Lippincott’s report instigated the Los Angeles Aquaduct project. In 1905, the voters of Los Angeles approved a US$1.5 million bond for the ‘purchase of lands and water and the inauguration of work on the aqueduct’. On June 12, 1907 a second bond was passed with a budget of US$24.5 million to fund construction. The aqueduct was controversial, its construction wiped out the Owens Valley as a viable farming community and devastated the Owens Lake ecosystem.
Construction began in 1908. It was so huge it required it’s own cement plant in the desert. A railroad was built to ferry in heavy equipment. The number of men on the payroll in the first year was 2,629. This number peaked at 6,060 in May 1909. Five years later, in 1913, the Los Angeles Aqueduct was complete.
The aqueduct consisted of six storage reservoirs and 215 mi (346 km) of immense pipes that snaked out of the desert into L.A. Beginning 3.5 mi (5.6 km) north of Black Rock Springs, the aqueduct diverts the mighty Owens River into an canal to begin a 233 mile journey south to the Lower San Fernando Reservoir.

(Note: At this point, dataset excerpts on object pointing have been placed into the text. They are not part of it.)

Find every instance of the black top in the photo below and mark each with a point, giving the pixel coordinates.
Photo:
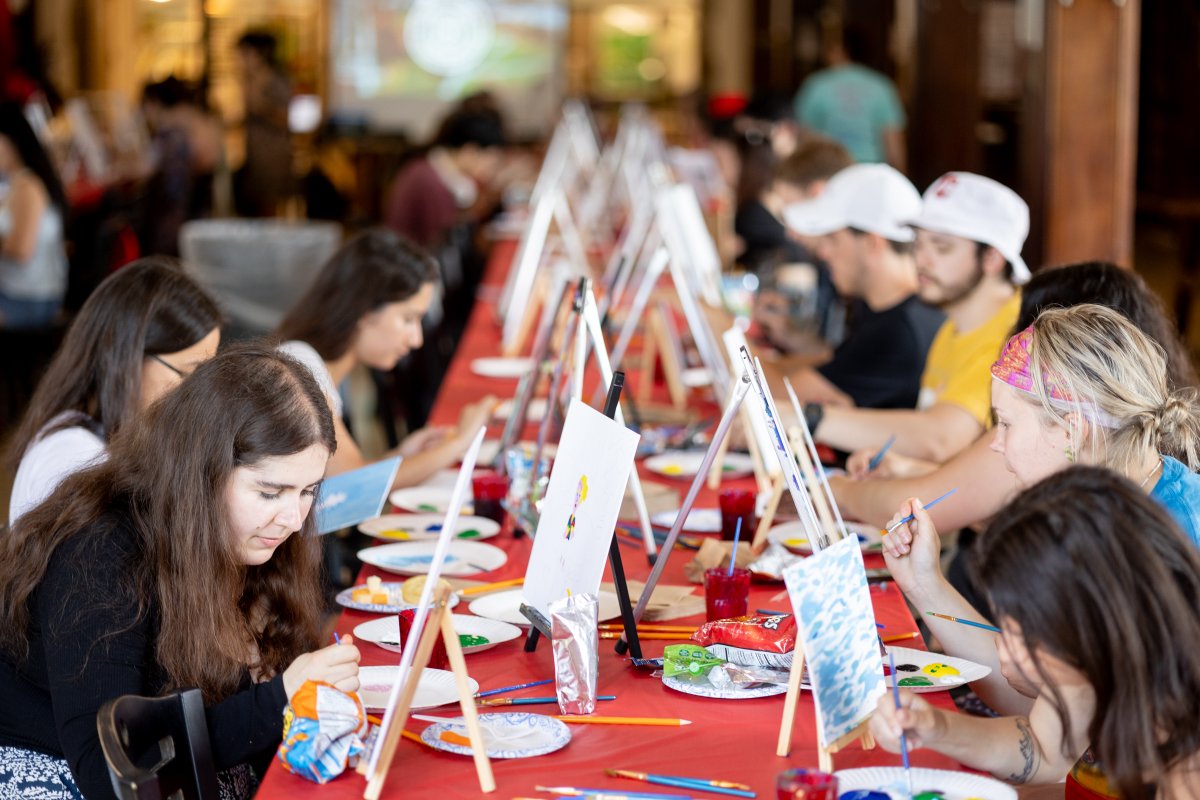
(880, 362)
(88, 644)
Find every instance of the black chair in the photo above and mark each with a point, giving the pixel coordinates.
(157, 747)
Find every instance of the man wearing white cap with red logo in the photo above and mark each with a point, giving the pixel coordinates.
(862, 221)
(970, 234)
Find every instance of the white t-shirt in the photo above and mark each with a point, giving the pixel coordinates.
(305, 354)
(49, 459)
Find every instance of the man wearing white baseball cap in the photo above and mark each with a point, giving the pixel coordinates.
(970, 232)
(862, 223)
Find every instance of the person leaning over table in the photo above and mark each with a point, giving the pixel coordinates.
(138, 334)
(862, 222)
(1081, 385)
(970, 234)
(365, 308)
(173, 565)
(983, 483)
(1096, 594)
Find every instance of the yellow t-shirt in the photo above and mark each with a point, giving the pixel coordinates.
(958, 368)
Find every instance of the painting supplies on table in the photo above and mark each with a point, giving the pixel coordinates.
(924, 507)
(532, 701)
(513, 689)
(904, 739)
(965, 621)
(717, 787)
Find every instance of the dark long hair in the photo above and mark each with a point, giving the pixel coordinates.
(1099, 576)
(1123, 290)
(29, 148)
(371, 270)
(149, 307)
(171, 471)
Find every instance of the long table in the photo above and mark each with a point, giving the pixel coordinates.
(731, 740)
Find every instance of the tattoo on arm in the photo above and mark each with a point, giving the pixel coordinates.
(1029, 752)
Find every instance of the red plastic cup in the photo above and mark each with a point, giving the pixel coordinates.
(489, 489)
(805, 785)
(726, 595)
(438, 657)
(737, 504)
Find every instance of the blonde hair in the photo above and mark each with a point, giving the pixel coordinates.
(1115, 377)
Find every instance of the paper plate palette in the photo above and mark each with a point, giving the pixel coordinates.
(928, 672)
(415, 558)
(501, 367)
(346, 599)
(505, 607)
(475, 633)
(952, 786)
(700, 521)
(426, 527)
(705, 690)
(792, 536)
(685, 463)
(436, 687)
(426, 499)
(537, 410)
(507, 734)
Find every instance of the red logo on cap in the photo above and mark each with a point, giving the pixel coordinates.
(943, 186)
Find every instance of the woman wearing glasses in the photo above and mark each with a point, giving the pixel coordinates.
(137, 336)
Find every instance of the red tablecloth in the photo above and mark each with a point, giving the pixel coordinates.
(731, 740)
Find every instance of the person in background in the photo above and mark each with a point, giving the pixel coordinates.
(862, 220)
(187, 149)
(1096, 594)
(983, 483)
(855, 104)
(1079, 386)
(33, 214)
(365, 308)
(970, 234)
(265, 179)
(186, 560)
(136, 337)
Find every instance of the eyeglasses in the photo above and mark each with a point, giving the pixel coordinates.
(169, 366)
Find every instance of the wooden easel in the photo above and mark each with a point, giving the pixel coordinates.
(438, 624)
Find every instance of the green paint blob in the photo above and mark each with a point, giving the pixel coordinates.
(916, 681)
(468, 641)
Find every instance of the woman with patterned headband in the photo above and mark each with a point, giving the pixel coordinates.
(1080, 385)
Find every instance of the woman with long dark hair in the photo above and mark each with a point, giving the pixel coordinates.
(33, 212)
(365, 308)
(187, 559)
(1096, 591)
(138, 334)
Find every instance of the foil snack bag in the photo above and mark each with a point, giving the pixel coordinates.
(575, 636)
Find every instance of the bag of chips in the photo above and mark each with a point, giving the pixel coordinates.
(756, 641)
(323, 731)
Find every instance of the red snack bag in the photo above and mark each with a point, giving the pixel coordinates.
(751, 641)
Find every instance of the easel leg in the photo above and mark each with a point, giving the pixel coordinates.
(793, 696)
(467, 703)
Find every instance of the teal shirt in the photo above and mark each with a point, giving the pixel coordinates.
(1179, 491)
(852, 104)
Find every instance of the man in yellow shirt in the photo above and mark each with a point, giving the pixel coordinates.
(970, 234)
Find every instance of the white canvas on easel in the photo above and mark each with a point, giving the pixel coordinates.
(581, 507)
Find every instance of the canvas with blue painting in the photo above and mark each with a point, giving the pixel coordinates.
(837, 631)
(353, 497)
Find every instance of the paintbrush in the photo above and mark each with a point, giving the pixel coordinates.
(717, 787)
(883, 451)
(965, 621)
(904, 738)
(532, 701)
(924, 507)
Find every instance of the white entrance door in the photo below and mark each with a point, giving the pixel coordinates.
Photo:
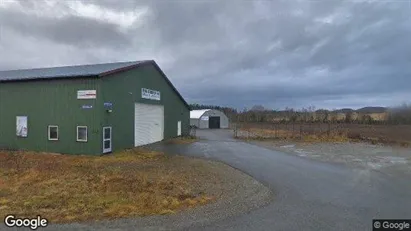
(107, 140)
(179, 128)
(148, 124)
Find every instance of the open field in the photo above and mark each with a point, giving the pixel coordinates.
(386, 134)
(136, 182)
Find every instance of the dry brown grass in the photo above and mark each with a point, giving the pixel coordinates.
(66, 188)
(259, 133)
(322, 132)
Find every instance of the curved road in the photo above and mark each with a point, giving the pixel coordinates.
(309, 195)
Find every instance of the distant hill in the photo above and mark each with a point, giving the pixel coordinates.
(344, 110)
(372, 110)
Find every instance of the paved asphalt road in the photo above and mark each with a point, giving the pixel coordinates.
(309, 195)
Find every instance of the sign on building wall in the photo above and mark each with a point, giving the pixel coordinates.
(21, 126)
(86, 94)
(150, 94)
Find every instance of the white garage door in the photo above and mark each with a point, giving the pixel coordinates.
(148, 124)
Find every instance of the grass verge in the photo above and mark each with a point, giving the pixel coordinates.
(333, 137)
(67, 188)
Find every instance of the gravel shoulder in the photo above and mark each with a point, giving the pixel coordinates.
(236, 193)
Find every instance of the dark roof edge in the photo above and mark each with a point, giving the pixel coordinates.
(143, 63)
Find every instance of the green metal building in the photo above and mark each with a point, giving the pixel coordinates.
(89, 109)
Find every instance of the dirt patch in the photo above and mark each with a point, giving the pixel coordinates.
(137, 182)
(182, 140)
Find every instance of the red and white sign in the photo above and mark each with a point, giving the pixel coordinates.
(87, 94)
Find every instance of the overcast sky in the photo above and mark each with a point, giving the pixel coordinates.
(328, 54)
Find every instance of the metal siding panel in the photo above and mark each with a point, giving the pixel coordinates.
(49, 103)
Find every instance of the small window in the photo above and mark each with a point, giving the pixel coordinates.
(53, 132)
(82, 133)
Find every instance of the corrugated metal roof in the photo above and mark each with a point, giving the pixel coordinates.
(196, 114)
(64, 72)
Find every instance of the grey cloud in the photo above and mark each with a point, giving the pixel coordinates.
(71, 30)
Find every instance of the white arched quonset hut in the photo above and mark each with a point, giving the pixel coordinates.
(208, 118)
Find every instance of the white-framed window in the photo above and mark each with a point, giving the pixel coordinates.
(82, 133)
(53, 132)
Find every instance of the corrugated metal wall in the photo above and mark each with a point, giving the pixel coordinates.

There was 24 miles of open unlined canal, 37 miles of lined open canal, 97 miles of covered concrete conduit, 43 miles of concrete tunnels, 12 miles of steel siphons, 120 miles of railroad track, two hydroelectric plants, three cement plants, 170 miles of power lines, 240 miles of telephone line and 500 miles of road. The aqueduct used gravity alone to move the water, it also harnessed the water’s power to generate electricity, which made it cost-efficient. Over a century later, the aqueduct system is still in operation.
After finishing the Los Angeles Aquaduct, Lippincott set up in private practice as an engineer, topographer and hydrographer and spent the rest of his life diverting water to cities all over the U.S. including projects in Hawaii and Alaska.
By the 1920s, aggressive water rights rules and the diversion of the Owens River precipitated outbreaks of anti L.A. aquaduct violence. Farmers in Owens Valley attacked its infrastructure, dynamiting the aqueduct numerous times and opening sluice gates to divert the flow of water. The aquaduct just kept on flowing. Between 1909 and 1928, the city of Los Angeles grew from 61 square miles to 440 square miles. This was due largely to the aqueduct, and the city’s charter was worded such that it stated the City of Los Angeles could not sell or provide surplus water to any area outside the city.
The population of Los Angeles (and many other American cities) should each raise a glass of water in thanks to their unsung hydrographic hero, Mr. Joseph Barlow Lippincott.
Lippincott’s work on dams, reservoirs, aqueducts, water supply works, groundwater, and streamflow in Arizona, Texas, and other western States, and in California, particularly the Metropolitan Water District of Southern California is documented in photographs mostly his own. These sit, with his papers in the Online Archive of California. Over 5,000 photographs covering the years 1895 to 1930, most taken by Lippincott himself. The following are just a small, chronologically & geographically mixed, selection of Lippincott’s epic aquaduct adventures. There are pristine pre-construction landscapes, men toiling with steam power and sweat, desert camps, tunnels, pack horses, posses of men and finally the there’s the miles and miles of 11 foot high steel pipes, the preformed concrete canals and conduits they left, abstract and modern, in the wilderness.
Even if you don’t give a fuck about irrigation, topography or hydrography, the images are as immense and as epic as the project. Men bending harsh nature in remote desert, taming it to do their bidding. Changing the course of rivers, and lives. Random scenes from a forgotten real life saga played out in the vast American landscape.